Two days later The Stones hired Mick Taylor, as Jones's replacement, and recorded their next album, ‘Let It Bleed’.
In 1971 The Stones formed their own label, Rolling Stones Records, and they began to experiment with different kinds of music. Their next two albums, ‘Goat's Head Soup’ and ‘It's Only Rock and Roll’, were viewed as so-so efforts. In 1975 Taylor decided to walk away from the band.
Guitarist Ron Wood fit The Stones perfectly, taking Taylor's place on a 1975 tour of America. The first full album he contributed to was ‘Black and Blue’ in 1976.
During the 1980s it was often rumored that The Rolling Stones would break up. Richards was not happy when Jagger took time off to work on his first solo album
Rumours of the band's breakup were put on hold in 1989, when The Stones announced plans for a new album and a world tour. ‘Steel Wheels’ sold millions of copies and a sell-out tour followed. Bill Wyman announced his retirement shortly after. With Darryl Jones replacing Wyman, The Stones next released ‘Voodoo Lounge’.
The band settled into the routine of producing a new album and going on tour every few years. In 2001 Jagger and Richard appeared at Paul McCartney's Concert for New York City to raise money for victims of the September 11 terrorist attacks on the United States. The Rolling Stones contiue to tour.

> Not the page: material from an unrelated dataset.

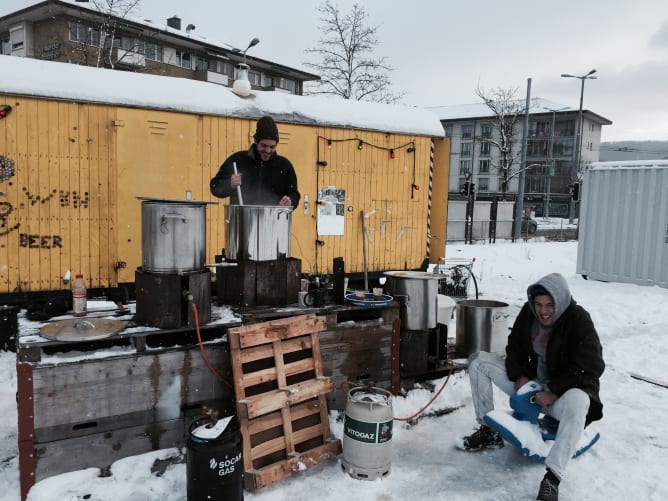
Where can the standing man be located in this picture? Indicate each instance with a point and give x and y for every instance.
(265, 178)
(554, 342)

Nucleus of band formed c. 1962 in London, England; performed as Brian Jones and the Rollin' Stones, 1962-63; original members included lead singer Mick Jagger (full name Michael Philip Jagger; born July 26,1943, in Dartford, Kent, England); guitarist Keith Richard (surname sometimes listed as Richards; born December 18,1943, in Dartford, Kent, England); guitarist Brian Jones (full name, Lewis Brian Hopkins-Jones; born February 28, 1942, in Cheltenham, Gloucestershire, England; left band June 9, 1969; drowned, July 3,1969); drummer Tony Chapman (left band c. 1962); bass player Dick Taylor (left band c. 1962); and pianist Ian Stewart (left band c. 1963).